Who doesn’t like to peek in other people’s windows to see how they live? This intriguing video and audio installation, produced by Devon-based art collective Blind Ditch, turns the tables and allows gallery visitors to look not in but out of windows across an entire city.

This City’s Centre 1: Window gives a multi-faceted picture of Exeter, a small urban settlement in a largely rural area of Southwest England. Forty anonymous residents talk about their city while a camera focuses on the views from their windows. Although we never see the speakers, we catch little glimpses of their lives: the fruit bowl on the table, the ornaments on the sill, the Union Flag flying.

There’s a parallel suggested between the physical viewpoints we’re seeing and the points of view we’re hearing. This city’s centre – its heart, its character – isn’t a single thing; it can’t be located as a point on a map or defined in a few short sentences. Instead it’s distributed across its citizens. And it’s a fluid thing, constantly shifting and changing over minutes as well as years. This is underlined by the chorus of overlaid voices and montage of views that punctuate the narrative as we leave one home and enter another.

This City’s Centre 1: Window claims to “gently probe the boundaries of public and private”. By inviting us inside people’s homes, it promises intimacy, yet remains largely outward-looking. The whole piece exploits this tension, comparing and contrasting the literal and figurative spaces of real city, filmed city and narrated city. Time and again, the camera pulls back from a distant, shared, public vista to reveal that it’s situated behind a window – behind glass – in a private home.

This focus on space makes the organisation of the exhibition seem particularly significant. Shown in Exeter’s main museum as two adjacent cinema-sized projections high above our heads, This City’s Centre 1: Window elevates the domestic to the grand. Yet the voices we’re hearing are inside our heads, as the soundtrack is delivered on headphones. There are only two sets and they’re wired in, pinning you to the spot. The sound seems somehow detached from the action; many visitors put on the headphones and listen without ever noticing the screen.

The participants’ words are presented as monologues (although they must have begun as conversations with the film-makers). As they look out over the city, they seem conscious that they’re addressing an audience. Facing a stranger with recording equipment in their homes, many of these Exeter citizens respond politely, with positive thoughts about their lives and statements of civic pride.

It’s almost as if participants are colluding in an idealised picture of their community. The artists have chosen to elicit these views from places of retreat, invisibility, separateness and ‘safe’ distance. It’s very different to be a citizen out on the street, immersed in the conflict and communality that results from contact with others.

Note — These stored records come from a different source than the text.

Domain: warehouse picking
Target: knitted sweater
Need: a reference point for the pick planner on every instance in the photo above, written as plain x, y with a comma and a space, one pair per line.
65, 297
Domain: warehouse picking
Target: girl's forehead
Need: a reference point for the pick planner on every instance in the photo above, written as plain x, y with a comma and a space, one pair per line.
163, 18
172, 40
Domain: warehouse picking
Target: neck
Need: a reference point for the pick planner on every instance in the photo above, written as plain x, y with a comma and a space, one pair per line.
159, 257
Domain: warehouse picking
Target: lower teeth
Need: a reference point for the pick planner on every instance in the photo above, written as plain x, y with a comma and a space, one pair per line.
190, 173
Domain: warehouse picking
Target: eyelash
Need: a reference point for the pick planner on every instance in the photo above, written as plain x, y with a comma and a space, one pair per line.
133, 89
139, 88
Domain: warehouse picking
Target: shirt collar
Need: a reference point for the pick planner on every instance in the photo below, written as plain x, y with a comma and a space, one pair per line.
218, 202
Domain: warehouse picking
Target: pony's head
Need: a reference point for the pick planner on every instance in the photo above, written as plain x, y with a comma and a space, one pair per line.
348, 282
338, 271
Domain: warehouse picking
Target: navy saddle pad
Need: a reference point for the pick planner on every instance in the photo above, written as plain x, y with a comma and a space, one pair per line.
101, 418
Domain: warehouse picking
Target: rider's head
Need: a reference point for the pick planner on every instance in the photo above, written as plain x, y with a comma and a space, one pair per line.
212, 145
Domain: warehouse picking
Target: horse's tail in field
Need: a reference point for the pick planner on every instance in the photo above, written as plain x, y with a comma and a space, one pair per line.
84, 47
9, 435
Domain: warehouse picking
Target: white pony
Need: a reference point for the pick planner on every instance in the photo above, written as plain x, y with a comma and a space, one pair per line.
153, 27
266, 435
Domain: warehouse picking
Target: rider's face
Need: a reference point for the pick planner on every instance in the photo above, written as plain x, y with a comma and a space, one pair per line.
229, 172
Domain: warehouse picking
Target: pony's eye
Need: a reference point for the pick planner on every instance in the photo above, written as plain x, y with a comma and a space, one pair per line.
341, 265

What’s more, the very premise of looking out of a window implies a certain kind of lifestyle – a home you can call your own, and the time, resources and confidence to share it. Many of the speakers make light-hearted references to voyeurism and how the windows are used to observe oblivious passers-by. The arguing couples, the drinkers in the park and the noisy inmates of the prison are just so much local colour. Even though compassionately viewed, they don’t get to look back. As I watch, it’s the views we’re not seeing and hearing that preoccupy me most.

Ultimately, however, This City’s Centre 1: Window is a portrait not of people, but of scenery and buildings. A view can belong to you, even if the land itself doesn’t, and that’s possibly why many participants talk with such pride and interest about what they can see from their homes. At one level this is a nicely packaged gift to Exeter, from Exeter, with a little municipal self-promotion attached. But, as the work itself reminds us, there is always more than one way of looking at a city and your own place in it.

This City’s Centre 1: Window is the first part of a digital triptych of Exeter, which will be completed by Linger, an interactive mapped walk of Exeter views, and Here, Now, a live performance with streamed video showing 17 – 21 September as part of Unexpected 2013, Exeter’s new arts festival.